Although—as Mr. Blount points out—I am probably way overthinking it. All I really need to do is have a single “master” compilation (in .doc/.docx format), the title page of which I can manually update. Then if I need to produce a version of the same compilation, I can send a copy of that document or produce a PDF of it from within Word. Also, that I can automate, even going so far as to use AppleScript/Automator to add entries into the CRM I use to keep track of submissions, beta readers, and editing/advance copies.
So I suppose I’ve changed my mind about what is on my Wish List
Project Modified date & time tags, not so much. As was pointed out, it would probably be nigh-on impossible to do this way, given the complexity of what “the project was modified” really means.
AppleScript or Automator access, however, would be really excellent. Yes, Automator is less featured than is AppleScript, but it’s also way more accessible. I recognize that deciding what would be exposed to Automator could be a subject of intense debate, and the same would be true of AppleScript. There are a lot of potential use cases for both.

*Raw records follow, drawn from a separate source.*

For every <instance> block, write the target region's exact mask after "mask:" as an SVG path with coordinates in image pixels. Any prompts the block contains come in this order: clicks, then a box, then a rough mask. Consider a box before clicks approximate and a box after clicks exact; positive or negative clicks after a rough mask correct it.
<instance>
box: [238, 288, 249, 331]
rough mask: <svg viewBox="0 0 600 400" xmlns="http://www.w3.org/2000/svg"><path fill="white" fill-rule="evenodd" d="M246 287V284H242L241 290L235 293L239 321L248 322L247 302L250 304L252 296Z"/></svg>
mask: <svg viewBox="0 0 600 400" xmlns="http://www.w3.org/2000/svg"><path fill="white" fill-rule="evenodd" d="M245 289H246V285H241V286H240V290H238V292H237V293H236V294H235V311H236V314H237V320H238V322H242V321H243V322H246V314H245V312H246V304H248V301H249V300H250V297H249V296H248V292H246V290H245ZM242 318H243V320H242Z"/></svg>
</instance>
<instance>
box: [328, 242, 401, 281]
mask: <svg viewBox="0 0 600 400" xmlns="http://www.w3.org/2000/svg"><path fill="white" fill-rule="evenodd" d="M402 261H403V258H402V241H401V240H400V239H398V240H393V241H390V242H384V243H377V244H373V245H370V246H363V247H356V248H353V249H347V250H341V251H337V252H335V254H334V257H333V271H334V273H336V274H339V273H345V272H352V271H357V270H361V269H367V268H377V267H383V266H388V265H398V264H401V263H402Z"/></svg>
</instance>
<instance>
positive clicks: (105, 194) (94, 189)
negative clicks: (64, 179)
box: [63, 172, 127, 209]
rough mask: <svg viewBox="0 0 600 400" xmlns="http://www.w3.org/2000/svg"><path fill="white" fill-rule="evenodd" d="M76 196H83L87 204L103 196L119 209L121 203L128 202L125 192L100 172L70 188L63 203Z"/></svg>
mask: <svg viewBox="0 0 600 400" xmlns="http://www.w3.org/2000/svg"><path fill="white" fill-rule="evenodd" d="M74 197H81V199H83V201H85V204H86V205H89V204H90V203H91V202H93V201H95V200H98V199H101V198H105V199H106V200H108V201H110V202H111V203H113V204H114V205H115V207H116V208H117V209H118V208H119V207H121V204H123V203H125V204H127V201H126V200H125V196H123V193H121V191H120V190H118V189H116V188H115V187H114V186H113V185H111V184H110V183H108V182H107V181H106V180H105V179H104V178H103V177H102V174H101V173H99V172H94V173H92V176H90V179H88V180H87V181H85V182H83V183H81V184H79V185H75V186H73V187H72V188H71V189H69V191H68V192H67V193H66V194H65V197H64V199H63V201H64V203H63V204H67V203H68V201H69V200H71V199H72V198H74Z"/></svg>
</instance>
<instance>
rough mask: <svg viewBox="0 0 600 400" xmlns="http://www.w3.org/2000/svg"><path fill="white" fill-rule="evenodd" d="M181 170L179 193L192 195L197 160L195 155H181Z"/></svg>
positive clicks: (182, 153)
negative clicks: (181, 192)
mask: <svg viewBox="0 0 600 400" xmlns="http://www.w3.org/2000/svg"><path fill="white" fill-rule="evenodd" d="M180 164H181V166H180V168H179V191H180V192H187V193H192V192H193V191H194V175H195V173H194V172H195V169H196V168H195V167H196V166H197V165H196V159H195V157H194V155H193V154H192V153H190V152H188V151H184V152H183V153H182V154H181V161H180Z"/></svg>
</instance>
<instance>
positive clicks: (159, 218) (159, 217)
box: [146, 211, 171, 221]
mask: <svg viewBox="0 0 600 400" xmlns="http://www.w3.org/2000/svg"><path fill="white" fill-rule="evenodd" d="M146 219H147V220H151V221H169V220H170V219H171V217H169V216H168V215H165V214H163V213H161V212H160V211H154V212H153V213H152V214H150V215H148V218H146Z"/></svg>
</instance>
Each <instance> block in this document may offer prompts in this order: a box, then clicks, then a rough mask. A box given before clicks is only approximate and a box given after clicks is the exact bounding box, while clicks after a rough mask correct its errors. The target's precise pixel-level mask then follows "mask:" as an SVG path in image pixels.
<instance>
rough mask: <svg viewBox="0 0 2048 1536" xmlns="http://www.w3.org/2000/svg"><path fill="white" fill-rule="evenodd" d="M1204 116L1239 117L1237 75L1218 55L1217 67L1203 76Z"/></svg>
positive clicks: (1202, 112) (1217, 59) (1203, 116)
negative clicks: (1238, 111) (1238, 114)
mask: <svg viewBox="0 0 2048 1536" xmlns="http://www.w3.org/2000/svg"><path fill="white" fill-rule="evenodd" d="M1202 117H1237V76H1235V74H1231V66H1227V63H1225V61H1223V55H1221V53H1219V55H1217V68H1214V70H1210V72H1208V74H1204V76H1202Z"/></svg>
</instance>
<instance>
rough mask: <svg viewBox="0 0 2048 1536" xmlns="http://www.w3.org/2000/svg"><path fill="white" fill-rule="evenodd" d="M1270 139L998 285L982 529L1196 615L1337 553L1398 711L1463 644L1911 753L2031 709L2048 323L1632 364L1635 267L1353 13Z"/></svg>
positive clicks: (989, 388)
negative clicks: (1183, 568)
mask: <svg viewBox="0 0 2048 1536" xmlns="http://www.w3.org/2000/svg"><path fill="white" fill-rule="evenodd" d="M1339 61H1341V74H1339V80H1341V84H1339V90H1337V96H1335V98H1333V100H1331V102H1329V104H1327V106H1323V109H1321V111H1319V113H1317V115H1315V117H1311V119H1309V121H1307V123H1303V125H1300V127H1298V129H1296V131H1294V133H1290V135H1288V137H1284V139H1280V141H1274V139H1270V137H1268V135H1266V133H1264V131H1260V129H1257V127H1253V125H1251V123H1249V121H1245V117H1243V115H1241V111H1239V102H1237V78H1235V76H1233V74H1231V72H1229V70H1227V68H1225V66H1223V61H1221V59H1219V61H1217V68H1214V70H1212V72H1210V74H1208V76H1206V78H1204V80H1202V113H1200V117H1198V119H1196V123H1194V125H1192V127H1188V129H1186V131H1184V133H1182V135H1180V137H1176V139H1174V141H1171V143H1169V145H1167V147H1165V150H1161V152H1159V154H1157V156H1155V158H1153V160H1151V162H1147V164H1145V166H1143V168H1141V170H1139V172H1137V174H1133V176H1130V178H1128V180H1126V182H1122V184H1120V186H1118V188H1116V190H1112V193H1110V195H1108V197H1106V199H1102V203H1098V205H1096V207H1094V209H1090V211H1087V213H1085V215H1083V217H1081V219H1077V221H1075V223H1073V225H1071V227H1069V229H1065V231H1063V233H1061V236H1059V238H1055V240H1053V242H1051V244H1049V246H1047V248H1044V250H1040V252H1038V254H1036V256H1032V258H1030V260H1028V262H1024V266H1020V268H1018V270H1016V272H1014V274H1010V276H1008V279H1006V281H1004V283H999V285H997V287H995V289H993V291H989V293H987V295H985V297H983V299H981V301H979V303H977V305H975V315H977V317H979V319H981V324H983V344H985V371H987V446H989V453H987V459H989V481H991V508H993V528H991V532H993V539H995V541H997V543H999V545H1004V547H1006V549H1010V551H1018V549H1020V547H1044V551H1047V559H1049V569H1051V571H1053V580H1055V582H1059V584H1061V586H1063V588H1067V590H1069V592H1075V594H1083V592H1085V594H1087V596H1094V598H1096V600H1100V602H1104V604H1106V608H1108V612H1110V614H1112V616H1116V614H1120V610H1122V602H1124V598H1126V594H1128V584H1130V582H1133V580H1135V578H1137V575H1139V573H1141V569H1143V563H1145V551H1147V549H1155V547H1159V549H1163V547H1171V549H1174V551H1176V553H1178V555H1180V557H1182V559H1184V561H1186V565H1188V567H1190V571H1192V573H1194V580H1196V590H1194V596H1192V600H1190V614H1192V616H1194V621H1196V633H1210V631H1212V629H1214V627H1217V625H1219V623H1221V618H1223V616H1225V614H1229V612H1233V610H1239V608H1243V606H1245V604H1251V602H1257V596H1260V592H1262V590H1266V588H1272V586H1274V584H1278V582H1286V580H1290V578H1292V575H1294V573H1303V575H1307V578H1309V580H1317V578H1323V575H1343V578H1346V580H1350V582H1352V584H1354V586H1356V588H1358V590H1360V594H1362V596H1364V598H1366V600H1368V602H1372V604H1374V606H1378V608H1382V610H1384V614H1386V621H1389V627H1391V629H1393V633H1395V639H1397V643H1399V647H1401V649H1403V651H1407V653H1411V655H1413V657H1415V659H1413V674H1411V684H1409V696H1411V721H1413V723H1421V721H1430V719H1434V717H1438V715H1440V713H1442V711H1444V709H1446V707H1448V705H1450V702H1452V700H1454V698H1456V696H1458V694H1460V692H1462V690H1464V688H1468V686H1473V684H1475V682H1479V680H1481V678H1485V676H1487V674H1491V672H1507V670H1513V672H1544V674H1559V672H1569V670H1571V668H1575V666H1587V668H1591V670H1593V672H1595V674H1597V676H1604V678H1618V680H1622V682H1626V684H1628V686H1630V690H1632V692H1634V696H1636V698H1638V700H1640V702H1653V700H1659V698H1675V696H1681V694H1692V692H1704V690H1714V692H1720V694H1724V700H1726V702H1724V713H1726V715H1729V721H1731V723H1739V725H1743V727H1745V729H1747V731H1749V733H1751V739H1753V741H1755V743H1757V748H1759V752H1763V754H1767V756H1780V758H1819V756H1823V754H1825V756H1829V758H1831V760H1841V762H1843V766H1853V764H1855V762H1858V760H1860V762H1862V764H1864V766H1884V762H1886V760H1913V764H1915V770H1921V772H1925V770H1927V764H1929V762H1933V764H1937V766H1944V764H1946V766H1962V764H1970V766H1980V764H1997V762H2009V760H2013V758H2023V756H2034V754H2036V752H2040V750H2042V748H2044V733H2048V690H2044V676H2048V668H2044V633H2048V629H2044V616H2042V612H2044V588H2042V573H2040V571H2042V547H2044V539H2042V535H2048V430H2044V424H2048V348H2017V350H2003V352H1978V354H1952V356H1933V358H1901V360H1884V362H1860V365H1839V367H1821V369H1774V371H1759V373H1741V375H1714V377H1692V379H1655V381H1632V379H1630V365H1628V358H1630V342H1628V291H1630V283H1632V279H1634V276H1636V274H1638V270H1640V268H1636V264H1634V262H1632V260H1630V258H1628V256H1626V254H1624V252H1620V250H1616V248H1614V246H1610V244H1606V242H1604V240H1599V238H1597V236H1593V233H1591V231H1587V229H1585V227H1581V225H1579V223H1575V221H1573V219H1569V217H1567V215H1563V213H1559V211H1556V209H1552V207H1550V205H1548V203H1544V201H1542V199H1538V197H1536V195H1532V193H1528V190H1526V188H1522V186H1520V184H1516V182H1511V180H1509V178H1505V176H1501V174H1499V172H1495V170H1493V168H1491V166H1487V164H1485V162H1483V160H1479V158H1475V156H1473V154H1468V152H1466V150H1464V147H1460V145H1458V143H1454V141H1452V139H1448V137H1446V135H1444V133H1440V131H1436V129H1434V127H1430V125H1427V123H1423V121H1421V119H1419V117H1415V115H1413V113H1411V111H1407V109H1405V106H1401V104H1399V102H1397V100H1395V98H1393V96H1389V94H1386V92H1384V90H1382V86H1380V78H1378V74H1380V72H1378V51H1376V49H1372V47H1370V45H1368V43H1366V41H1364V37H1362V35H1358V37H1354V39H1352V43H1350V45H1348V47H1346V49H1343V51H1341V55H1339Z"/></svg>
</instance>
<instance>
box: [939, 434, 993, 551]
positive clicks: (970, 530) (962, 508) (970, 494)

I will also add that I did see there were other requests for automation/scriptability, but since that wasn’t my original thought I didn’t think to look for them first. Instead, imagine that this is added onto the end of the “Automator” topic
Finally, I will mention that I understand that adding a script dictionary is a non-trivial task (though, apparently easier in an Objective-C macOS app than one written in Swift), and unless it’s something that’s already been planned and baked into Scrivener 3 it will be something that we would have to wait on in any case. No worries.
If/when we do add scripting it may have more of a basis in a cross-platform language like Python or Lua. Otherwise people would have to create two different scripts if they wished to create a process for both platforms. I think it would be a bit messy to have that scenario, where one comes across a great looking script that promises to handle timeline details but then finds out it only works in Windows, because the author of it never had any cause to learn AppleScript and wouldn’t have any way of testing it either.